Monday, February 9, 2009

Search terms:
~Six Months in a Convent
~Escaped nuns tales
~Nuns
~Rebecca Reed
~Convents
~Anti-Catholicism

Preliminary Bibliography:
Cohen, Daniel A. “The Respectability of Rebecca Reed: Genteel Womanhood and Sectarian Conflict in Antebellum America.” Journal of the Early Republic, Vol. 16, No. 3 (Autumn, 1996), pp. 419-461. 9 February 2009. www.jstor.org.

Cohen takes a chronological and historical look at Reed’s SMIC Narrative. He looks at the social climate of the times, Reed’s family background, and examines multiple accounts of her admission into the Convent.


Griffin, Susan M. “Awful Disclosures: Women’s Evidence in the Escaped Nun’s Tale.” PMLA, Vol. 111,
No. 1, Special Topic: The Status of Evidence (Jan., 1996), pp. 93-107. 9 February 2009. www.jstor.org.
Griffin explores the “escaped nun” tale as a genre. She notes the commonalities of narration themes: torture, murder, rape, and etc. She also posits that the genre is related to the gothic, that the structures of the fictional and nonfictional accounts all have claims toward the truth, complete with footnotes and other references designed to make the reader believe in the truth and accuracy of the claims. Further, she looks at the women themselves, and the social ramifications of coming forward with their tales.


Fessenden, Tracy. “The Convent, the Brothel, and the Protestant Woman’s Sphere.” Signs, Vol. 25,
No. 2 (Winter, 2000), pp. 451-478. 9 February 2009. www.jstor.org.
The article explores the interconnection of the convent, brothel, and Protestant women.
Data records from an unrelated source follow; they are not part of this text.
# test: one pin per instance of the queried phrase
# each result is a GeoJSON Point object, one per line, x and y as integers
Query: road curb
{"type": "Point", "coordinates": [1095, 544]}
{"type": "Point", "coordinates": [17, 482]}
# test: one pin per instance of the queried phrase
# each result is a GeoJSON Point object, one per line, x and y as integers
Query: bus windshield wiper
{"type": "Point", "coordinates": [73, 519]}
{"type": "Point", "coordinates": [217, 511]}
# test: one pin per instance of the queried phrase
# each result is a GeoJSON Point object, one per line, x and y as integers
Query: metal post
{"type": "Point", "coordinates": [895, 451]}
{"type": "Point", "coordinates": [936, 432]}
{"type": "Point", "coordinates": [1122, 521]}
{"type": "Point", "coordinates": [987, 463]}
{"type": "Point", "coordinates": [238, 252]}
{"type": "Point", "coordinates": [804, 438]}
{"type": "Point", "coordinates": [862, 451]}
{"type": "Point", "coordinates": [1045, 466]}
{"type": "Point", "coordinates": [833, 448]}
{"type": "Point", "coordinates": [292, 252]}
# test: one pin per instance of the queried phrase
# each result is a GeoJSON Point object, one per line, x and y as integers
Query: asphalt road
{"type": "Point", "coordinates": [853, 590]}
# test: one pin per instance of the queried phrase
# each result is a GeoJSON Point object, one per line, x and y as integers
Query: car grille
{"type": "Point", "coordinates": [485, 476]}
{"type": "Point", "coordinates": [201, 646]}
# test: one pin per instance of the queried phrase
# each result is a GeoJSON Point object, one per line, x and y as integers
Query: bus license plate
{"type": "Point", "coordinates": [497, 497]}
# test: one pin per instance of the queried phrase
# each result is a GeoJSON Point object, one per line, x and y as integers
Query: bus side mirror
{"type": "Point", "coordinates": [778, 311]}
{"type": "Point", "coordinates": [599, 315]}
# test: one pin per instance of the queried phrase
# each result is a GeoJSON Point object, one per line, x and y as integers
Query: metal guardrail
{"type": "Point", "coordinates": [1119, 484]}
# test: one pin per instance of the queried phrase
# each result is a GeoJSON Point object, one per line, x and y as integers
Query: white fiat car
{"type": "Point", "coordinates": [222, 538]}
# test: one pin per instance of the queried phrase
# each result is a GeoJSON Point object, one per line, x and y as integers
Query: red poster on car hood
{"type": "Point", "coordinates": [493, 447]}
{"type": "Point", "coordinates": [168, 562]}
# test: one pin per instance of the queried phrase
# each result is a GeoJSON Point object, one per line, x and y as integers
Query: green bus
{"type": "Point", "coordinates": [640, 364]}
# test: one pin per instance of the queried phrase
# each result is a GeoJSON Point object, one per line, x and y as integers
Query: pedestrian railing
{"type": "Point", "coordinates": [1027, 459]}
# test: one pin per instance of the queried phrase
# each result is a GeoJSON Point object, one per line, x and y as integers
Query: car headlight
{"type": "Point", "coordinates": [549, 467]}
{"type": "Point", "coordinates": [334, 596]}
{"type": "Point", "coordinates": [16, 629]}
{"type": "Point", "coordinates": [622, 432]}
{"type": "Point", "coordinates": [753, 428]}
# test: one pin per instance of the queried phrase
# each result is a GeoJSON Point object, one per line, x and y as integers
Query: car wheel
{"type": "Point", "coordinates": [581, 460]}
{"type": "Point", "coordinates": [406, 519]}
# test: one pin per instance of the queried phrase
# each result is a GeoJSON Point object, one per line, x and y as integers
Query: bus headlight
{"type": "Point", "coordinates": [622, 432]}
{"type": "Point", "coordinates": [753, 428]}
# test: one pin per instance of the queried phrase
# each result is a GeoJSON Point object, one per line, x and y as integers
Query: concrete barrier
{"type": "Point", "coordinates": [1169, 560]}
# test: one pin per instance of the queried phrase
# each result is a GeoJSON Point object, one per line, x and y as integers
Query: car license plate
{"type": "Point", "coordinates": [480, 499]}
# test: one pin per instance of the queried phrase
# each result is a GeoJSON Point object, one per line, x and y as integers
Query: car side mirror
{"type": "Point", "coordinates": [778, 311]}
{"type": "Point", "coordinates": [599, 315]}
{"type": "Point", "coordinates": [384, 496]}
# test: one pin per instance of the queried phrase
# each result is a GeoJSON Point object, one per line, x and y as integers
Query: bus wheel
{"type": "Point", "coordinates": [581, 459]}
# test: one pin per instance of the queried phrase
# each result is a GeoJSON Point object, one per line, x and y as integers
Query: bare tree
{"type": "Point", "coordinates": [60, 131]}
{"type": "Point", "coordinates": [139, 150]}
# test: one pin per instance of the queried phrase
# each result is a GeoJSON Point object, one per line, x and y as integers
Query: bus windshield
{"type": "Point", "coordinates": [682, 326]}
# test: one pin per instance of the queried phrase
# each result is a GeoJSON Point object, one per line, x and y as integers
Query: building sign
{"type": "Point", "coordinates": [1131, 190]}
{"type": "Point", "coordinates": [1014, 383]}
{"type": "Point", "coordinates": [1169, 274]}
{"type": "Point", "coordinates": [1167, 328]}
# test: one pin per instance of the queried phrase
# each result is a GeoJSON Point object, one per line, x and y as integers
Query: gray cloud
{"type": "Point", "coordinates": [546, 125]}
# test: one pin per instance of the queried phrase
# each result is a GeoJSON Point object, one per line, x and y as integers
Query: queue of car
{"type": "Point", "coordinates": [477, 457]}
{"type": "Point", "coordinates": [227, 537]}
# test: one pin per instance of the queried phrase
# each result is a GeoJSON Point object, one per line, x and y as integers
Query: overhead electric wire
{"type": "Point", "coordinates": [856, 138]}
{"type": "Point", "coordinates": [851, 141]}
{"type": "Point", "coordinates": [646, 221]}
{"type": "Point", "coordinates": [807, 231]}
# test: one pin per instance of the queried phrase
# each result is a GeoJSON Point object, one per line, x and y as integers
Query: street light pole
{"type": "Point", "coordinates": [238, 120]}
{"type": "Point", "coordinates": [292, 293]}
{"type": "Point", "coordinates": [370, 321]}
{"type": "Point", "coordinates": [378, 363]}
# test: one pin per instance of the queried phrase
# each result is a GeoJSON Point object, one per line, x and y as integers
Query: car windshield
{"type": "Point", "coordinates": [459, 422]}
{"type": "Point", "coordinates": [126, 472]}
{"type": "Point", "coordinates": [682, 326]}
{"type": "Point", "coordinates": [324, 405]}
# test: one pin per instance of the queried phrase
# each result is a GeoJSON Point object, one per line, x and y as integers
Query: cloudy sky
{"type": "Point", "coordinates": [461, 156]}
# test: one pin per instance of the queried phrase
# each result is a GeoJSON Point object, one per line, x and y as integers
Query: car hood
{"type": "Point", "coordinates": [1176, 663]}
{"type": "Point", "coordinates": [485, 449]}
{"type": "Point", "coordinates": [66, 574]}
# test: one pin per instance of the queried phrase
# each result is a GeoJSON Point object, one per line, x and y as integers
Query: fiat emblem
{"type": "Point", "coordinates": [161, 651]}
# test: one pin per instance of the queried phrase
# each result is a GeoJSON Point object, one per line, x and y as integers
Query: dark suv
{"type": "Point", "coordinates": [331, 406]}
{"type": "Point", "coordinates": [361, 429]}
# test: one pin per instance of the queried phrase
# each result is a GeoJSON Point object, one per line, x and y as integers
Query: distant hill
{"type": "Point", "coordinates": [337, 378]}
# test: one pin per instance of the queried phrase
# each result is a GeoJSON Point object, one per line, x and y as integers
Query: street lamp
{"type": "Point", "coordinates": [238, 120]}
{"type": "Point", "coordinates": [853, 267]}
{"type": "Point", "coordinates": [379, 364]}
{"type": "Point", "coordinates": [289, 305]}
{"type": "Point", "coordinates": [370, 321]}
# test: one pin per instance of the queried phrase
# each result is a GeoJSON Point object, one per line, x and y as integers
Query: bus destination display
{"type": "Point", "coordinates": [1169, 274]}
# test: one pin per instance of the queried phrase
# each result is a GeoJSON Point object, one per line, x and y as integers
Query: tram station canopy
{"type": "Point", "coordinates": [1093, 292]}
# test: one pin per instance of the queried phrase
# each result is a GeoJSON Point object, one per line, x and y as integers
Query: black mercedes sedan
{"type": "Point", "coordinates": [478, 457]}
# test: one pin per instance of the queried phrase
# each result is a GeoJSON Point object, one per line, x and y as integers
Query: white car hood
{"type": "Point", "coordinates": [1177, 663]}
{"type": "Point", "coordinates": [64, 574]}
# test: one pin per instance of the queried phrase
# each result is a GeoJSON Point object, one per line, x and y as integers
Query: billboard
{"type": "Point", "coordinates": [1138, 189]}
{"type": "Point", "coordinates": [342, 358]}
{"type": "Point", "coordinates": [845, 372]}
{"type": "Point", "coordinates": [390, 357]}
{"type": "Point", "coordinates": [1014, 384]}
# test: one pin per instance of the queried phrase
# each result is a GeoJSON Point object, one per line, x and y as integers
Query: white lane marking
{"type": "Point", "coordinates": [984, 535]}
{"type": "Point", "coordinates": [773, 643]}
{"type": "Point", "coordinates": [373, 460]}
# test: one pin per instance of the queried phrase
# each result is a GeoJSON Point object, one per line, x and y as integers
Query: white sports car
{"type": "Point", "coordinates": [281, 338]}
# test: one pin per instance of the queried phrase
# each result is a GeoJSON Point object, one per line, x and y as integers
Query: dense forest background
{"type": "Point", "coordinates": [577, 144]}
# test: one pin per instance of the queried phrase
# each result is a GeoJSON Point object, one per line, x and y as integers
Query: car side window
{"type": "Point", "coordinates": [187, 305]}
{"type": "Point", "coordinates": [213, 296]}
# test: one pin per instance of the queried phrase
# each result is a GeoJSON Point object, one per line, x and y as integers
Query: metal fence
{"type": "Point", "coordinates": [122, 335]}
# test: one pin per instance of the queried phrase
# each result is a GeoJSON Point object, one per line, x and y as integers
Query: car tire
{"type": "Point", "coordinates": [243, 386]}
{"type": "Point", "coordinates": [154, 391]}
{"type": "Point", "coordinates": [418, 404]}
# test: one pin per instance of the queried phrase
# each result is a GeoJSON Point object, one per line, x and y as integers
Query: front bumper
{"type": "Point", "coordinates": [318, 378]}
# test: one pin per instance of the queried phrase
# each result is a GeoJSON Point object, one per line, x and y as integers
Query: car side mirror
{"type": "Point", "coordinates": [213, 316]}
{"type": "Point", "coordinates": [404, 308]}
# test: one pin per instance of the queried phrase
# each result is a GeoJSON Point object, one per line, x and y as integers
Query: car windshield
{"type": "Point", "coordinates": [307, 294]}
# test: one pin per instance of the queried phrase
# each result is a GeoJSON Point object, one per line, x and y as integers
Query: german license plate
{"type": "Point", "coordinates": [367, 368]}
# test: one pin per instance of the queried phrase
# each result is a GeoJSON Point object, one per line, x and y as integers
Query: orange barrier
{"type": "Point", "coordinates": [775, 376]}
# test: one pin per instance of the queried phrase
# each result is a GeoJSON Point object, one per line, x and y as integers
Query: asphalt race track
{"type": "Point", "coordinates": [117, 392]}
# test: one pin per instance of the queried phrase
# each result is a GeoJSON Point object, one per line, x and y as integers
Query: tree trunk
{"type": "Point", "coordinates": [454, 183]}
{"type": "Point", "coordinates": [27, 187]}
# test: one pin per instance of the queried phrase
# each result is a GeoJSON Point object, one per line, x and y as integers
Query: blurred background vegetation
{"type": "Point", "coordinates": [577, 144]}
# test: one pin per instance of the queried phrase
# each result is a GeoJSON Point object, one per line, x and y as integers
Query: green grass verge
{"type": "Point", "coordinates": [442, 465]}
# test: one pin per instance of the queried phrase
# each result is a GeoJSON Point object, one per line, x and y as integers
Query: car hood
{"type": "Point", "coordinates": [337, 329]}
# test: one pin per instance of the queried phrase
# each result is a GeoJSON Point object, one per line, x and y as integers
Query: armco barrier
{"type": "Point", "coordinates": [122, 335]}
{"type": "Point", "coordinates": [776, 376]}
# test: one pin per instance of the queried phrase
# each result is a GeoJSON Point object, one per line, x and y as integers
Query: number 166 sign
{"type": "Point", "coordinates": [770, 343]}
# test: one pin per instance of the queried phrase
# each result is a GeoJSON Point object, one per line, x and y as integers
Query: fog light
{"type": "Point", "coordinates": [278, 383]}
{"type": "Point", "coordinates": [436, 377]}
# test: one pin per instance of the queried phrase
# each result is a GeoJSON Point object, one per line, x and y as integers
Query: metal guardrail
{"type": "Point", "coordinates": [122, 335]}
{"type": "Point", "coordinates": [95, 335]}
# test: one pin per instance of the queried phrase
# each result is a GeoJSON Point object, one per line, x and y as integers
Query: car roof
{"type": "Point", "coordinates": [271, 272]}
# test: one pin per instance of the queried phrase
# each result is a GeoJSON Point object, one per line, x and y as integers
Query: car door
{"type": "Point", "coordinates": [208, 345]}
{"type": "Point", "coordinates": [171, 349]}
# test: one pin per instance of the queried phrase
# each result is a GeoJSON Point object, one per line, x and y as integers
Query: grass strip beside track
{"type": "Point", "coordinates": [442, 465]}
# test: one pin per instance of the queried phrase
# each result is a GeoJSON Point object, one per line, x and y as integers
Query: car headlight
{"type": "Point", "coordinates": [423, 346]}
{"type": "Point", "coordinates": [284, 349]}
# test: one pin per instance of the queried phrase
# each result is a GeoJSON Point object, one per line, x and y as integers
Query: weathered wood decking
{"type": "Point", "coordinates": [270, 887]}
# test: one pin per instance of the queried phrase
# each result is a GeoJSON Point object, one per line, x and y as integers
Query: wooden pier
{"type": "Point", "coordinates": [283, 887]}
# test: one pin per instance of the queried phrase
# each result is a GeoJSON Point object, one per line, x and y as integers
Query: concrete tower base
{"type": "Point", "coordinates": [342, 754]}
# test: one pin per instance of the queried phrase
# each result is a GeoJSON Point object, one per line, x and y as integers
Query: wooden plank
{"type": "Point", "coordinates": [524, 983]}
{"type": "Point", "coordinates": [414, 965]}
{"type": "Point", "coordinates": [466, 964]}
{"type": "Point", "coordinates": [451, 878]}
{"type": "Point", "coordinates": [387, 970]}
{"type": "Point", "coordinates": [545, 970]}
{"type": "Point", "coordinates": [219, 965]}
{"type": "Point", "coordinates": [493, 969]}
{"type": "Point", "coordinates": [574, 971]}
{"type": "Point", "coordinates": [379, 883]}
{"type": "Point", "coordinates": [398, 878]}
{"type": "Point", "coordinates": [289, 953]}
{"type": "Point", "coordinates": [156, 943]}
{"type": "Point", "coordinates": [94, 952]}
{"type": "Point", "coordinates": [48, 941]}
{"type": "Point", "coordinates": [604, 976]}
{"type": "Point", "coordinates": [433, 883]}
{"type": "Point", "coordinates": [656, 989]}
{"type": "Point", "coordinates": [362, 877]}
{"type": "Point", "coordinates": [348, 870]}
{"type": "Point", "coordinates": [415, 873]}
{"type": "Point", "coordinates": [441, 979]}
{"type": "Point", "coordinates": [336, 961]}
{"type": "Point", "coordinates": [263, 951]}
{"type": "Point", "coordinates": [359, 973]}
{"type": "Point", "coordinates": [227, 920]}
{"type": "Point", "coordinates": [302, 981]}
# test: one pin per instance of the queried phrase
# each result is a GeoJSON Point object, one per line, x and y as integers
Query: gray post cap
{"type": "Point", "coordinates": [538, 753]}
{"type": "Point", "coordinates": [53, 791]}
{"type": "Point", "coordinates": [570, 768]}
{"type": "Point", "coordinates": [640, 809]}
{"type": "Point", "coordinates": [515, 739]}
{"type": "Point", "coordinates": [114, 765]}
She makes the point that convents made people nervous because they were so private. Prostitutes had an all-too-public image, whereas no one really knew what the nuns got up to in their cloisters. Both groups of women endured the same mistrust and antagonism by the Protestants, overshadowed by the enormity of Rome and their moral imperatives. Still, Fessenden remarks that nuns had an almost feminist influence: they were able teachers, could support themselves, and defied social mores by taking the veil rather than husbands and families.


McCauley, Bernadette. “Their Lives Are Little Known: Nuns and American Reform.” Prospects, Vol.
29 (2004), pp. 219-229.
Not entirely sure if this is something that will be useful, but I have ordered it through Interlibrary Loan. Its description states that the article is about nuns’ influence on American social reform in the nineteenth and twentieth centuries, including reform and educational reforms. Also discussed is the issue that nuns operate outside of normal female parameters.



Food for Thought:

I rather liked digging up articles that had a social/historical standpoint. I’ve never been one to believe entirely in the text itself—and frankly, as soon as someone tells me that they are a good person, I tend to get suspicious. In any case, this was fun. It is sort of like detective work—I get to essentially run a background check on the author, look at the case that was built against her, and pick it all apart. Good fun.
Maybe I missed my calling.
In any case, I am not sure exactly where I want to take my research project, yet. I still feel as though I am in the info-gathering stage. I still have to read the novel in its entirety, but that shouldn’t take long as it is a quick read, and in large print. Then I have to read it all over again. As I research other articles and whatnot, a second reading will help me to look for any more interesting dirt to dig in and ideas to pick at.